Karlos Santamaria eta haren idazlanak

 

Lucidez

 

El Diario Vasco, 1966-01-02

 

      El tránsito de un año a otro es un hecho perfectamente banal por la simple razón de que, como todo el mundo sabe, los años no existen.

      Son simples divisiones convencionales con las que los hombres intentamos inútilmente aceptar la insondable fluencia del tiempo. Y hasta resulta dudosa para la mayoría de los filósofos la existencia misma del tiempo, como algo absoluto e independiente de nuestra propia «duración».

      —¿Qué tal se vive en este pueblo? —le preguntaron a un labriego castellano de una de esas aldeas terrosas, quemadas por el sol y agostadas por siglos de historia.

      —En este pueblo no se vive, señor. Se dura nada más —contestó el hombrecillo, mostrando en ello toda la sabiduría —un sí es o no es sarcástica— de esas del campo.

      Y el tiempo es eso, en efecto: «duración». Nuestra propia e íntima duración.

      Algunas veces he pensado que hay muchas personas en el mundo para las cuales vivir se reduce a sólo esto, a durar. Tal es la monotonía con que los hechos se repiten, o parecen repetirse, en sus vidas.

      El año nuevo sirve para que nos demos cuenta de que aún seguimos durando de que aún somos, que todavía existimos.

      Lo corriente suele ser que consideremos el hecho de existir como algo natural, sencillo, evidente, cuando en realidad debiera constituir para nosotros el motivo de una repetida y tenaz extrañeza.

      Maeztu solía decir que el descubrirse a sí mismo, todavía vivo, le producía cierta misteriosa sensación de sorpresa.

      —¿Pero aún estás vivo? ¿Tú mismo? ¿Tú? ¿Aquél? El que sabes, el que recuerdas. Aquel niño, aquel muchacho, aquel hombre. ¿Eres tú mismo? ¿Y todavía duras?

      Y Unamuno nos cuenta en alguno de sus ensayos, en los que siempre habla de sí mismo y nada más que de sí mismo, que, a medida que se le iba pasando la vida, iba notando cada vez con mayor intensidad el latido del tiempo dentro de su propio ser, como algo insólito y asombroso.

      Tolstoi, Camus, Sartre, entre otros muchos autores modernos, nos han presentado este mismo fenómeno con diferentes nombres y bajo distintas perspectivas. Pero siempre, en el fondo, el mismo.

      En Unamuno el relato es autobiográfico. La primera vez que le ocurre es en la aldea de Ceberio, en el balcón de madera del caserío de Ugarte. «Fue la primera vez que ésto me sucedió y fue el campo, el que con su silencio me susurró en el corazón el misterio de la vida».

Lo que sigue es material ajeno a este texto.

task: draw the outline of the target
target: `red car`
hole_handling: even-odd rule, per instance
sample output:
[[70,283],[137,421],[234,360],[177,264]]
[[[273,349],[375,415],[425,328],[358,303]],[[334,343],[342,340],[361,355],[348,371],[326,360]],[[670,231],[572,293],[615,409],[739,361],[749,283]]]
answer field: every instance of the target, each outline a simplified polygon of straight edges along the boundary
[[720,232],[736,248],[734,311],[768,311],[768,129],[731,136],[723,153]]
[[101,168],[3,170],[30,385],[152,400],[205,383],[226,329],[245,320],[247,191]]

      Esto mismo puede acontecerle a cualquiera y en cualquier momento, de la manera más inesperada. En la calle, al tomar el autobús (el mismo autobús de todos los días). O en el café (el pequeño café comarcal) al encontrarse con la misma pregunta de siempre («¿Qué toma usted, monsieur Antoine?»), como le sucede al personaje central de «La náusea», de Sartre.

      Percibir lo natural como insólito es un signo significativo de madurez y cuando lo que se percibe es precisamente la propia vivencia, el asunto es todavía mucho más importante.

      Pero para esto hay que haber atravesado por esa especie de experiencia mística, o pseudo-mística—, si ustedes lo prefieren, en la que, de pronto, se nos revela nuestro propio existir como el misterio más terrible y más próximo a nosotros mismos.

      Este choque existencial, verdadero choque, porque en él súbitamente aparece como «chocante» lo que hasta aquel momento habíamos considerado como la cosa más natural del mundo, es lo que un jesuita francés, el Padre Blondel, ha llamado «la experiencia de la lucidez».

      La ocasión del «año nuevo» me ha servido de pretexto, aunque la cosa sea un poco traída por los pelos, para intentar aclarar las ideas sobre este punto a un amable comunicante que me escribía hace unos días preguntándome en qué consiste esa famosa «experiencia».